The Bishop Arts District is a neighborhood within Oak Cliff with more than 60 independent restaurants, bars, boutiques, coffee shops and art galleries.
This $57 million residential and retail development will be the first ground-up project in the Bishop Arts District. The project, called Bishop Arts Station, underwent scrutiny by neighborhood stakeholders to ensure it would fit into the surrounding neighborhood.
“We had a lot of community interaction with dozens of meetings to get a design that everyone was pleased with,” Johns said.
Plans for Bishop Arts Station include the development of 209 apartments and 25,200 square feet of restaurant and retail space at the northwest and southeast corners of Zang Boulevard and W. Davis Street in the Bishop Arts neighborhood.
The project also includes a new streetcar plaza replacing the canopy currently being used for the streetcars that connect downtown Dallas to the Bishop Arts District.
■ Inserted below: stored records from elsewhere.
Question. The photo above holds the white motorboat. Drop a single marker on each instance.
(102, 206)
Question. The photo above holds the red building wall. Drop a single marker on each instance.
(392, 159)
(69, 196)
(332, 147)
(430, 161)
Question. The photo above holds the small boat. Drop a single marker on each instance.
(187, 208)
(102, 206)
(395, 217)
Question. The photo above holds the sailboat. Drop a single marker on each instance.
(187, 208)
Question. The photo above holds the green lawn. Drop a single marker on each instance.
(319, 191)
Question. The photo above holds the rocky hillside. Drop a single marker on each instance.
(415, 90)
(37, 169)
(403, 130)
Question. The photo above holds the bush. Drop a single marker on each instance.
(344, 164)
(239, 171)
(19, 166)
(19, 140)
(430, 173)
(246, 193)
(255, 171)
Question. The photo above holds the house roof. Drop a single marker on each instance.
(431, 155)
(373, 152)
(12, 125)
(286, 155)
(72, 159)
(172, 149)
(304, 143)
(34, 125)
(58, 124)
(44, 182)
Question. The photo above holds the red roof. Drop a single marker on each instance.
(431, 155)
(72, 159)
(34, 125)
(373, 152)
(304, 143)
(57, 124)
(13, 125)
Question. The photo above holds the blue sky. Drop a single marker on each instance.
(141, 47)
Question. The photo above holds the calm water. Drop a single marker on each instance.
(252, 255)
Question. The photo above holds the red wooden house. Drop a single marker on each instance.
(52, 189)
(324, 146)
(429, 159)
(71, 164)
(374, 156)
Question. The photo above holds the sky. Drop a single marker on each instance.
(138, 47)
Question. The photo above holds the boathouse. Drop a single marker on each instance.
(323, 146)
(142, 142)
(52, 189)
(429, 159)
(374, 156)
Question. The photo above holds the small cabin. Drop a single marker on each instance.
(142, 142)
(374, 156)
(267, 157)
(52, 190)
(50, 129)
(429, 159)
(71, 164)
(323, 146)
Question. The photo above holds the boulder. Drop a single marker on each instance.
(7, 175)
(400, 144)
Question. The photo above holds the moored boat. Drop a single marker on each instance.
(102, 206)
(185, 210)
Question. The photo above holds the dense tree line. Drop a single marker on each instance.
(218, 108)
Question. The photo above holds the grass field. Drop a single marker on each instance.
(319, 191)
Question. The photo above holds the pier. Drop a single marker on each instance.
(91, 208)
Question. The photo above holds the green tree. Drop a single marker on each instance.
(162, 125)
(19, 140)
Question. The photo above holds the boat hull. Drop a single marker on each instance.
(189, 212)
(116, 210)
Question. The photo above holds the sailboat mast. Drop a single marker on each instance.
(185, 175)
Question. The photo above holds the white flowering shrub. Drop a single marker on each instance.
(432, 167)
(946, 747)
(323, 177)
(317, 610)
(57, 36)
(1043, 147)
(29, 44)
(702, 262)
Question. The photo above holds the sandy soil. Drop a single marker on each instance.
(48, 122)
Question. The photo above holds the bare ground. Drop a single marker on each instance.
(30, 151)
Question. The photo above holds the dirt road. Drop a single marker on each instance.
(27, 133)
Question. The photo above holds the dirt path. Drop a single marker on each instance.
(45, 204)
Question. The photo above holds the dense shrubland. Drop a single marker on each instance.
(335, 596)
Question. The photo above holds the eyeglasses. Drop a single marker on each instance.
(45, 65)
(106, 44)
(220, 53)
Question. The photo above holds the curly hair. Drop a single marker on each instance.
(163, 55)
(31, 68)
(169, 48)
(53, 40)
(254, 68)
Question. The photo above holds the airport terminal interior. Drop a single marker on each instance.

The mixed-use project has received an incentive agreement with $11.25 million in tax-increment financing funds.
Dallas-based GFF is the architect of the project. Andres Construction is the general contractor.
This is the first new planned mixed-use development to get underway near the Bishop Arts District.
Other plans include Crescent Communities’ redevelopment of the Dallas County Schools property adjacent to Alamo Manhattan’s project and the Nazerian family’s plans to redevelop about 12 acres of property into hundreds of apartment homes and thousands of square feet of retail space.